Pedem-me com frequência que preveja por quanto tempo ele pode sobreviver no posto. Minha resposta padrão é: de dois dias a oito anos. Isso nunca satisfaz os interlocutores. Não podem acreditar que seja uma sentença séria. Os que fazem a pergunta veem Trump como uma pessoa “má” e acham difícil acreditar que esta visão não seja compartilhada, larga e crescentemente, pela maioria da população, incluindo os que votaram em Trump.

Para os que me questionam, parece ser uma questão de ideologia e ou moralidade. Se os outros não veem a realidade assim (pelo menos ainda), deve ser porque são mal ou insuficientemente informados sobre aquilo em que Trump acredita e como ele age. Pode-se tirar disso duas possíveis conclusões. A otimista é que a luz, ao final, iluminará os ignorantes e Trump será derrubado. A pessimita é que nada mais pode mudar as atitudes da maioria, e portanto não há esperanças.

Acredito que esta forma de enxergar o tema está muito errada. Trump não é um ideólogo. Sim, ele tem uma agenda que perseguirá com o máximo de sua habilidade. Mas a agenda é absolutamente secundária em relação a sua maior prioridade, que é permancer presidente dos Estados Unidos – uma posição que, para ele, equivale a ser o indivíduo mais poderoso do mundo. Ele fará qualquer coisa para permancer neste lugar – inclusive sacrificar qualquer parte de sua agenda, temporária ou permanentemente.

Ele tem extremo orgulho de ser presidente dos EUA. Como disse a um repóter, ele deve estar fazendo algo correto, já que é o presidente e o repórter, não. Ele considera-se validado por estar no posto. Busca aplausos nos outros e esbanja aplausos em si mesmo. Diz que é o melhor presidente que os Estados Unidos tiveram e provavelmente terão.

Mas por que digo que Trump permanecerá no posto de dois dias a oito anos? Porque ele não é o único cuja prioridade é manter-se no posto. Esta opção é partilhada por quase todos os membros do Congresso dos EUA. Há ao menos duas meneiras de remover um presidente: promover o impeachment ou invocar a 25ª emenda à Constituição, que trata da incapacidade de responder às tarefas da presidência.

O que levaria os membros do Congresso, e especialmente os do Partido Republicano, a buscar a remoção de Trump? Eles precisariam acreditar que manter-se no posto depende, em larga medida, de manter o mandato de Trump ou derrubá-lo.

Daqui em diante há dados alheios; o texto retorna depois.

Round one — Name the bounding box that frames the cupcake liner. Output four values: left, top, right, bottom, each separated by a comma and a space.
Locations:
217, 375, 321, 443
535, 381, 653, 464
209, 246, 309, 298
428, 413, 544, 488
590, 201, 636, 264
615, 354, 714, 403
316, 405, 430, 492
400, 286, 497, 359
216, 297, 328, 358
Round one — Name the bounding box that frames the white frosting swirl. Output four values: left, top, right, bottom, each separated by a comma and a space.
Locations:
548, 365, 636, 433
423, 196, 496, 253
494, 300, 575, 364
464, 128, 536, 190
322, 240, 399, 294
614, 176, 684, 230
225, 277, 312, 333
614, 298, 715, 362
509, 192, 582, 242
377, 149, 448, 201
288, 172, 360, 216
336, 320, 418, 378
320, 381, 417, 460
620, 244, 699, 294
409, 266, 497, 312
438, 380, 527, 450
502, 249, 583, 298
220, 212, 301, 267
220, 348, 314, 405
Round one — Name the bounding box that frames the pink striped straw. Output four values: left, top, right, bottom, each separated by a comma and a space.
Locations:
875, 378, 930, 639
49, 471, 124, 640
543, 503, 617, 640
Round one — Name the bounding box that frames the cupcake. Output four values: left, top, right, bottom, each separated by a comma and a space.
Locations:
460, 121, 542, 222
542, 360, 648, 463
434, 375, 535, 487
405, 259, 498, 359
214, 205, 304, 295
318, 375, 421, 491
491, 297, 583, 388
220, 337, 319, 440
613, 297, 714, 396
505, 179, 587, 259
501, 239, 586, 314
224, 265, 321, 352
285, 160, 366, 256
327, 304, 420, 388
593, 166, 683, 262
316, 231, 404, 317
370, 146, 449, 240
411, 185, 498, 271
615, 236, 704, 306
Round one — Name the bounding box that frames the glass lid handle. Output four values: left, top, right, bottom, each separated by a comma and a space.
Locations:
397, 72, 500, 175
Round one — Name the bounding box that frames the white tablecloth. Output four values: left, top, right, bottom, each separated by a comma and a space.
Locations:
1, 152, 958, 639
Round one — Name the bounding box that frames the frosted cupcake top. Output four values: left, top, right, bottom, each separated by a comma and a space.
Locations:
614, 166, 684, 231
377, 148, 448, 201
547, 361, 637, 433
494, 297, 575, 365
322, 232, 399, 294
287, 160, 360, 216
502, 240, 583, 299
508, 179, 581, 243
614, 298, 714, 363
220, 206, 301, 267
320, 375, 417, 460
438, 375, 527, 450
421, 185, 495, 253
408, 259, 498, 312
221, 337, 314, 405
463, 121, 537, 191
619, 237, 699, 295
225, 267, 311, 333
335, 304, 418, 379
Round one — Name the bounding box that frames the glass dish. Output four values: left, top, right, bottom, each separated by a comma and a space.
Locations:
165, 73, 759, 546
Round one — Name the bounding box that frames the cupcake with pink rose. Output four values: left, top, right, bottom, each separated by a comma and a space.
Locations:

A escolha é clara. O que não lhes parece claro até o momento é que opção os favorece mais. Por isso, oscilam e continuarão a fazê-lo por algum tempo. No momento, não veem vantagem em apoiar as pessoas (quase todas ligadas ao Partido Democrata) que exigem um processo para remover Trump.

Calcular a vantagem relativa das duas opções não é tarefa fácil. É, em grande medida, fazer uma leitura da opinião pública cambiante, algo de dificuldade notória. Os parlamentares leem as pesquisas (mas quais?). Encontram-se, em suas bases, com eleitores (mas quais?). Falam com seus financiadores (mas quais?).

Como em todas as situações relativamente bloqueadas, o bloqueio pode cair com um pequeno acontecimento, inteiramente inesperado, capaz de desencadear outros fatos e provocar, subitamente, uma corrida momentânea a surfar em nova maré. Isso pode ocorrer em dois dias ou nunca, até que Trump termine dois mandatos. É imprevisível. Não tem a ver com ideologia ou agenda. Tem a ver com permanecer no posto, em nome de permancer no posto.